Keywords: Animal models, drug development, personalized medicine, tumor graft, xenograft

How to cite this article:
Perez M, Navas L, Carnero A. Patient-derived xenografts as models for personalized medicine research in cancer. Cancer Transl Med 2016;2:197-202

How to cite this URL:
Perez M, Navas L, Carnero A. Patient-derived xenografts as models for personalized medicine research in cancer. Cancer Transl Med [serial online] 2016 [cited 2020 Aug 5];2:197-202. Available from: http://www.cancertm.com/text.asp?2016/2/6/197/196913

  Introduction Top

The field of oncology has evolved in recent decades, witnessing a rapid change in its therapeutic approach.[1] It has been generalized to a more personalized option, trying to molecularly characterize each tumor, and bringing it to a more selective approach from a therapeutic point of view.[2],[3],[4],[5] An example is the therapy of colorectal cancer (CRC), small-cell carcinoma (nonsmall-cell lung cancer) or breast cancer that has undergone radical changes in its management in the last 20 years.[5],[6],[7],[8],[9],[10] However, the development of treatments directed at a specific target has not meant an improvement in overall patient survival in all cases. There remain, however, neoplastic entities, for which biomarkers of efficacy have not been identified and therefore are not eligible to receive a personalized therapy. We often lack a thorough understanding of the molecular basis of response to targeted treatments, leading sometimes erroneously to clinical trials with wrong therapies. Current evidence highlights significant differences in sensitivity to such therapies among different patients, which suggests a greater potential in customizing treatments.

For these reasons, it is necessary to identify more and better biomarkers that are actually predictive of response, with the ultimate aim of improving the personalization of cancer treatment, which also translates into better toxicity profile and control of the disease.

  Development of Antineoplastic Drugs Top

Most advanced solid tumors in adults are not curable with the currently available conventional therapeutic armamentarium.[11] The introduction of targeted therapies, such as inhibitors of epidermal growth factor receptor (EGFR) or antiangiogenic, among others, has quietly improved the survival of some malignancies.[12],[13],[14],[15] However, pharmacological treatments aimed at specific molecular targets are effective if the target is really inhibited by the drug or is relevant for tumor cell survival (oncogene addiction).[16] The reason for the high level of failures in clinical trials of new drugs is, among others, the failure of one of these two basic requirements. The conventional strategy of developing new drugs in oncology, based on a selection of maximum tolerated dose toxicity and an empirical evaluation of the effectiveness, has not been very productive. The development of EGFR inhibitors in lung cancer is an illustrative example. The activity of these drugs was very limited in the unselected population, in which the trial was conducted initially. More recent studies have discovered molecular factors involved in the susceptibility or resistance to these agents, allowing more appropriate selection of patients, and substantially improving the therapeutic benefit.[17],[18],[19],[20],[21],[22] These molecular factors, or biomarkers, were discovered after thousands of patients were treated with these drugs, in many cases without any clinical benefit, with high toxicity and a high economic cost. It is, therefore, possible that many agents have failed in the clinic because they were tested in an unselected population and its potential therapeutic effect was diluted by the inclusion of patients who did not benefit from treatment. Furthermore, failure of any of these agents, for example, gefitinib (EGFR inhibitor), was caused by insufficient patient selection to exert pharmacodynamic effect in patients with nonmutated native receptor. This suggests that the development of appropriate tests for pharmacodynamic monitoring and a selection of appropriate doses are critical in the development of new drugs.
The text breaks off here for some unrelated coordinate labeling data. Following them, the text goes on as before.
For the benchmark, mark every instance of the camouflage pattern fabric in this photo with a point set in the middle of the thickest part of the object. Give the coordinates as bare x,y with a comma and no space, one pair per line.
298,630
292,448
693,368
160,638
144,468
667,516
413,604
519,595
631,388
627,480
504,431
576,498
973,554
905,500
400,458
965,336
There is usually limited information available on the factors that determine the effectiveness of a specific drug at the time when human clinical trials begin. This is one of the critical reasons that condition the high failure rate experienced by antineoplastic drugs. Preclinical trials are performed on commercial cell lines that have undergone multiple passages in culture that are then used to generate xenografts [Figure 1]. Further, the correlation between the antitumor activity of cytotoxic agents observed in these animal models and that observed in humans is poor.[23],[24] While these tumor models are human in origin, they have been maintained in an artificial environment for a long time and probably do not reproduce the neoplastic disease as first observed in the clinic. In fact, the adaptation of the tumor to laboratory conditions with multiple passages in culture for long periods of time causes genetic alterations that result in different parental tumor cells.[23]
Figure 1: Xenografts derived from cell lines. A diagram of the procedure for subcutaneous injection of commercial tumor cell lines in mice is shown

Click here to view

Both basic research and clinical trials are essential components of the process of discovery and development of new drugs. The active compounds in preclinical studies are selected for further development and initiate early clinical trials (Phase I–II). This selection is made assuming that the observed activity for a particular drug in a preclinical model translates at least some clinical efficacy of that compound, i.e. assuming that laboratory tumor models are predictive of efficacy. There are two potential approaches:

  • Compound oriented assuming that a particular drug can be potentially active in all cancers if preclinical activity exists against a specific type of neoplasia
  • Disease oriented assuming that an active drug in preclinical studies against a particular tumor predicts the activity of this compound against the same tumor type in the clinic.

Neither of these approaches has been clearly demonstrated by the studies conducted to date. In any case, any study intended to answer this question suffers from a bias inherent in the fact that the compounds that are not active in preclinical models are never evaluated in humans.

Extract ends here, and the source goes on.